Prof. Dr. Christopher M. Kelty

Christopher M. Kelty is a professor at the University of California, Los Angeles. He has a joint appointment in the Institute for Society and Genetics, the department of Information Studies and the Department of Anthropology. His research focuses on the cultural significance of information technology, especially in science and engineering. He is the author most recently of Two Bits: The Cultural Significance of Free Software (Duke University Press, 2008), as well as numerous articles on open source and free software, including its impact on education, nanotechnology, the life sciences, and issues of peer review and research process in the sciences and in the humanities.

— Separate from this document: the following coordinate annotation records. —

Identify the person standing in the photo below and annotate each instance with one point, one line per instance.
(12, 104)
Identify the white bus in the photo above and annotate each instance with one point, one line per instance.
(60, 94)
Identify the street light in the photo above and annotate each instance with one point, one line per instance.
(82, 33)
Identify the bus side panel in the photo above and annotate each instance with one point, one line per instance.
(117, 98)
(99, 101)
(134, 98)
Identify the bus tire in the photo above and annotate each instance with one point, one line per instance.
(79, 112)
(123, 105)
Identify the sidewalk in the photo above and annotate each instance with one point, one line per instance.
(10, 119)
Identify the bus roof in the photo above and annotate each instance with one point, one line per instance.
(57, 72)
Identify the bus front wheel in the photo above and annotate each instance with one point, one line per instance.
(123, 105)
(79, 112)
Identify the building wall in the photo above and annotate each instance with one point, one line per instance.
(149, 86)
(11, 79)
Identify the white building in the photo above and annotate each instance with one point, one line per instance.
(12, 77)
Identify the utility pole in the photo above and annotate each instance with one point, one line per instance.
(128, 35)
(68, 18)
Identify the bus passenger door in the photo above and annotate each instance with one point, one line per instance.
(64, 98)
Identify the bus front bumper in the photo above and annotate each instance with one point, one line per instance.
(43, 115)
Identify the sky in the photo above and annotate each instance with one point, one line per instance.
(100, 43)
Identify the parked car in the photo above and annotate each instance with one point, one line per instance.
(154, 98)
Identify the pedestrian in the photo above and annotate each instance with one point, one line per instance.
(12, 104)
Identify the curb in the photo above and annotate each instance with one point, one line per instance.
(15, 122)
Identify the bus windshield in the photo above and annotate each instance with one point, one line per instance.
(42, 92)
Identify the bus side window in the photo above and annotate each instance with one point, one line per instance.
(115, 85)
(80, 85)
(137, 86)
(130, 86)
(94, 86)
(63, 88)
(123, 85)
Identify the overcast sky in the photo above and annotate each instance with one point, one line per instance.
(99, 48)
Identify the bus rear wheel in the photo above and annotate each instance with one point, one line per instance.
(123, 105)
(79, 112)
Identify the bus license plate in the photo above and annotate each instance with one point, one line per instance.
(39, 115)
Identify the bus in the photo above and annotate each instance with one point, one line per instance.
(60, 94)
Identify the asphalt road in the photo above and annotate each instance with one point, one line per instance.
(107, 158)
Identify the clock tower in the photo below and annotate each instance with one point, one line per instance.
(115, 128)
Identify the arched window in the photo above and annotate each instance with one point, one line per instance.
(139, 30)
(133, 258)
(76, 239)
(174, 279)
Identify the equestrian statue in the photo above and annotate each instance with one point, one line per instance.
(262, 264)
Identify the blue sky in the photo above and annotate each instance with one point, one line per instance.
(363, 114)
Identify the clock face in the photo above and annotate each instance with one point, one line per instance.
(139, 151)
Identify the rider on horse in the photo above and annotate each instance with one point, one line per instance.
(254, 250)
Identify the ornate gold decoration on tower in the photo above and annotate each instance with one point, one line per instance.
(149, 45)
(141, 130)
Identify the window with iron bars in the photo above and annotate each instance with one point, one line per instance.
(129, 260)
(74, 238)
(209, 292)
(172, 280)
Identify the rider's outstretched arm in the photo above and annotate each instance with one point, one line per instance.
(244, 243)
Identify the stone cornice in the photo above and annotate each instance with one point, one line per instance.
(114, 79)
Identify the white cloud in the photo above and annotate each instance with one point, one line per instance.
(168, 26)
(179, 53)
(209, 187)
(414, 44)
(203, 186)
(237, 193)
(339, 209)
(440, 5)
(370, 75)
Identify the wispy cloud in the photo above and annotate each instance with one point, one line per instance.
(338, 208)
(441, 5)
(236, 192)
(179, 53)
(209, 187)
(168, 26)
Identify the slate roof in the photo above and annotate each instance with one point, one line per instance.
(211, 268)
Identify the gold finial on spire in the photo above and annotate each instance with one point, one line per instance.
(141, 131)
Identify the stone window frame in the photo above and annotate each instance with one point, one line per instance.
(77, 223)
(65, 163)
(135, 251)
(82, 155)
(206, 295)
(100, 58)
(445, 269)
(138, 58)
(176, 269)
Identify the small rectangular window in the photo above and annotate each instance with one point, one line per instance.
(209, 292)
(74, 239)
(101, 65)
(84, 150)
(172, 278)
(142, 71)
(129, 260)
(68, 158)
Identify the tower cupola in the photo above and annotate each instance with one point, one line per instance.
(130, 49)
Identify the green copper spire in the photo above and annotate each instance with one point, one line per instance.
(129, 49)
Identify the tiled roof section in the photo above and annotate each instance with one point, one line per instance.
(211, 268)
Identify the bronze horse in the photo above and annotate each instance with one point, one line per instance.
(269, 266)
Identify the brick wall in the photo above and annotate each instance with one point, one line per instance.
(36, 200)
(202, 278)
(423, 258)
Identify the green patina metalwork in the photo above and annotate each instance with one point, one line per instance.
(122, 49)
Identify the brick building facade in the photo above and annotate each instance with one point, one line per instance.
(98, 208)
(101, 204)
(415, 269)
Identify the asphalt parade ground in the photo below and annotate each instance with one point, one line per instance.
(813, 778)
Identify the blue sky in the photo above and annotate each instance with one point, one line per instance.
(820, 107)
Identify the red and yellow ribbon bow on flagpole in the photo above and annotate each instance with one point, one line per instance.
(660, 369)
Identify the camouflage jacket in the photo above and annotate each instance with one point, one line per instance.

He is trained in science studies (history and anthropology) and has also written about methodological issues facing anthropology today.

Current projects include:

  • An NSF-funded research project on Participation. We compare cases of mediated participation in multiple domains (from free software to citizen journalism to science and engineering to culture and art). We are working on a “Bird Guide” to the organization and governance of participation today.
  • Ongoing research on aspects of “openness” in science, ranging from issues of open access to scholarly publications to openness and closure in scientific research both today, and in the past (in particular newsletters and forms of cooperation/coordination around model organisms like the Drosophila Information Service) and in the present in things like DIY Biology, Synthetic biology and open source science.
  • Ongoing historical/media theoretical investigation of the development of computer science, and in particular the development of “logical instruments” such as regular expressions, l-systems, formal languages, and other ways of making theories come alive in the study of life.
  • a new scholarly magazine called Limn.